PHASE 2: FIT & DRAPE SIMULATION
- **Body Mapping:** This is a high-complexity transfer involving "digital undressing." The simulation must estimate the user's true torso volume underneath the bulky puffer jacket. The T-shirt must drape much closer to the body than the current silhouette, following the shoulders and chest naturally. Gravity will cause the fabric to hang straight from the pectorals, gathering slightly at the waist where the hips widen. The loose fit of the T-shirt means it should not cling tightly to the midsection.
- **Occlusion Handling:** The user's beard overlaps the neck region and must be layered *over* the new T-shirt's collar. The hands appear to be in pockets or resting low; if the jacket removal exposes the wrists/forearms, skin texture inpainting will be required. The beanie (headwear) is a hard occlusion layer and must remain strictly on top of the simulation area.
PHASE 3: ENVIRONMENT & LIGHTING
- **Light Match:** The user is in an outdoor environment with cool, diffused, overcast lighting (soft blue/grey tones). The source cloth was photographed in warm, indoor artificial light (yellow/orange cast). The simulation must strip the warm tungsten cast from the T-shirt and apply a cool, desaturated color grade to match the outdoor ambient light. Shadows should be soft and spread (ambient occlusion) rather than hard or directional, focusing on the underarms and neck.

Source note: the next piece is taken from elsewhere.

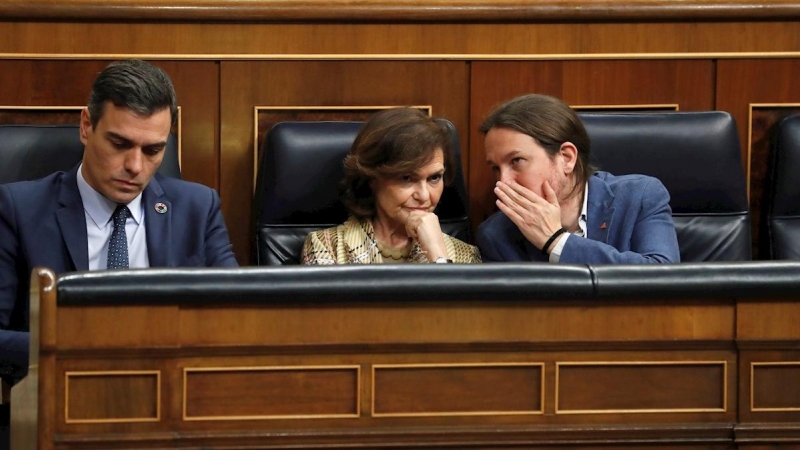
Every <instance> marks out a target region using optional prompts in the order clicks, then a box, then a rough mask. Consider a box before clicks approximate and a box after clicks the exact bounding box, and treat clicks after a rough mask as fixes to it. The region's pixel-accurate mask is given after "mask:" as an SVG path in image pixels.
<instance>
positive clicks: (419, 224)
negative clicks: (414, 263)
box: [406, 211, 447, 262]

- **Color Calibration:** Significant white balance correction is required. The beige T-shirt must be color-graded towards a cooler, neutral tan to integrate with the blueish environmental light, preventing it from looking like a "sticker" pasted onto the scene.

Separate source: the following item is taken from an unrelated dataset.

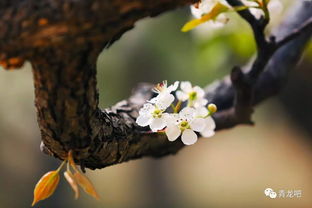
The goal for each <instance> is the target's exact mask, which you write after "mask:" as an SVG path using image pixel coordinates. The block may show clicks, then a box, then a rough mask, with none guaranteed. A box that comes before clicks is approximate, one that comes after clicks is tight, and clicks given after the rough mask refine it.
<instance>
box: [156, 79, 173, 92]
mask: <svg viewBox="0 0 312 208" xmlns="http://www.w3.org/2000/svg"><path fill="white" fill-rule="evenodd" d="M178 87H179V81H176V82H174V84H173V85H169V86H167V80H164V81H163V82H161V83H159V84H157V85H156V86H155V87H154V88H153V92H155V93H157V94H170V93H171V92H173V91H176V90H177V89H178Z"/></svg>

PHASE 4: IDENTITY PROTECTION
- **Facial Lock:** The user's entire face, facial hair (beard/mustache), and the dark blue beanie must be absolutely frozen and masked out of the generation process.
- **Body Integrity:** While the total silhouette volume will decrease because a T-shirt is thinner than a puffer jacket, the user's underlying anatomical structure (shoulder width, chest breadth) must not be slimmed or altered. The T-shirt should fit a medium-broad build, preserving the user's perceived physical size minus the jacket's padding.